Given an array of datetime objects, I wanted to plot a histogram. But I wanted to automatically pick a bucket size for that histogram that resulted in something interesting, no matter what range of time the individual points covered.
I figured out that d3 has a mechanism for this: d3.bin().thresholds()
(docs here). This defaults to using Sturges' formula but has various other options.
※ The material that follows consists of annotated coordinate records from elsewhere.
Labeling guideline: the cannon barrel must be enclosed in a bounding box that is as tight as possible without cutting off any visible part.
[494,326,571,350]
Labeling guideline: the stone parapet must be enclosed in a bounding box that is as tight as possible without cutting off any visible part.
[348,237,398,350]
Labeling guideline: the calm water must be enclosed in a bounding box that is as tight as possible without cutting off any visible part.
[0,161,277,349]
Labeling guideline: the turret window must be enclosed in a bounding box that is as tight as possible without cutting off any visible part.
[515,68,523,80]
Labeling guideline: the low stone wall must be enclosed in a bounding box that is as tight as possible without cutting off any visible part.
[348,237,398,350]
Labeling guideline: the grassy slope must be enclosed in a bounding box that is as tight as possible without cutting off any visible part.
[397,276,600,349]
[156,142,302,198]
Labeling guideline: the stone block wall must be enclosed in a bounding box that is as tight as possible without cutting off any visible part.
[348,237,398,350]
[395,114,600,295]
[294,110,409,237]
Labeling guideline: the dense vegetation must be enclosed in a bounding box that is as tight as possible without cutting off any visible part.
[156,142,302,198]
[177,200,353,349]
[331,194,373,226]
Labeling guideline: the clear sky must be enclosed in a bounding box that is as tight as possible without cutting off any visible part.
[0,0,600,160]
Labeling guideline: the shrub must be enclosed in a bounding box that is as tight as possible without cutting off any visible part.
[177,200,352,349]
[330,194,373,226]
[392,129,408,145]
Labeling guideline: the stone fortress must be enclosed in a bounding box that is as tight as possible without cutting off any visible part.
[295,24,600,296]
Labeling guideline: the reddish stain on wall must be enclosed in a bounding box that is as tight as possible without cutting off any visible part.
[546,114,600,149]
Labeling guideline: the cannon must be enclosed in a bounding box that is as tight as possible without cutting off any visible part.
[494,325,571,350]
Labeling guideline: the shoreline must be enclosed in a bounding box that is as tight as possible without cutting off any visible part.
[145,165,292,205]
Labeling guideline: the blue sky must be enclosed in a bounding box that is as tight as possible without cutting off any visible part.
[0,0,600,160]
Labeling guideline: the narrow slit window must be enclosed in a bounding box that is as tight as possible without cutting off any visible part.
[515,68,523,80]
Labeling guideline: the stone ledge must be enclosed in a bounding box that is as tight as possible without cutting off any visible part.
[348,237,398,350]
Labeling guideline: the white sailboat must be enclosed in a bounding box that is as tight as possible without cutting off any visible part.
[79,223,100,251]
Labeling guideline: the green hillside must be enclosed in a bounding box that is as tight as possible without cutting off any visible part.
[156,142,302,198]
This d3 Histogram notebook helped me figure this out:
The higher level Observable Plot library provides binning. Here's the recipe I figured out for generating a histogram with that, in my Histogram of my tweets over time notebook:
Plot.plot({
y: {
grid: true
},
marks: [Plot.rectY(tweets, Plot.binX({ y: "count" }, { x: "created_at" }))]
})
It turns out that while d3 uses Sturges' formula Observable Plot instead uses Scott's rule:
D3 chose Sturges’ formula because it was the popular choice (at the time) but Observable Plot defaults to Scott’s rule, with a max of 200 bins, which tends to perform better. Related: https://robjhyndman.com/papers/sturges.pdf
Mike Bostock - @mbostock
I wanted to add tooltips to the above chart. This was the hardest part to figure out - it turns out that second argument to .binX()
can take a title
option, which can be a function that accepts a bin
array of items and returns a title.
This is what I ended up using:
Plot.plot({
y: {
grid: true
},
marks: [
Plot.rectY(
tweets,
Plot.binX(
{ y: "count" },
{
x: "created_at",
title: bin => {
let sorted = [...bin.map(t => t.created_at)].sort();
let min = sorted[0];
let max = sorted.slice(-1)[0];
let count = sorted.length;
return `${sorted.length} item${
sorted.length == 0 ? '' : 's'
}\nFrom: ${min}\nTo: ${max}`;
}
}
)
)
]
})
[...bin.map(t => t.created_at)].sort()
is a recipe for creating a sorted copy of an array of valuesmax = sorted.slice(-1)[0]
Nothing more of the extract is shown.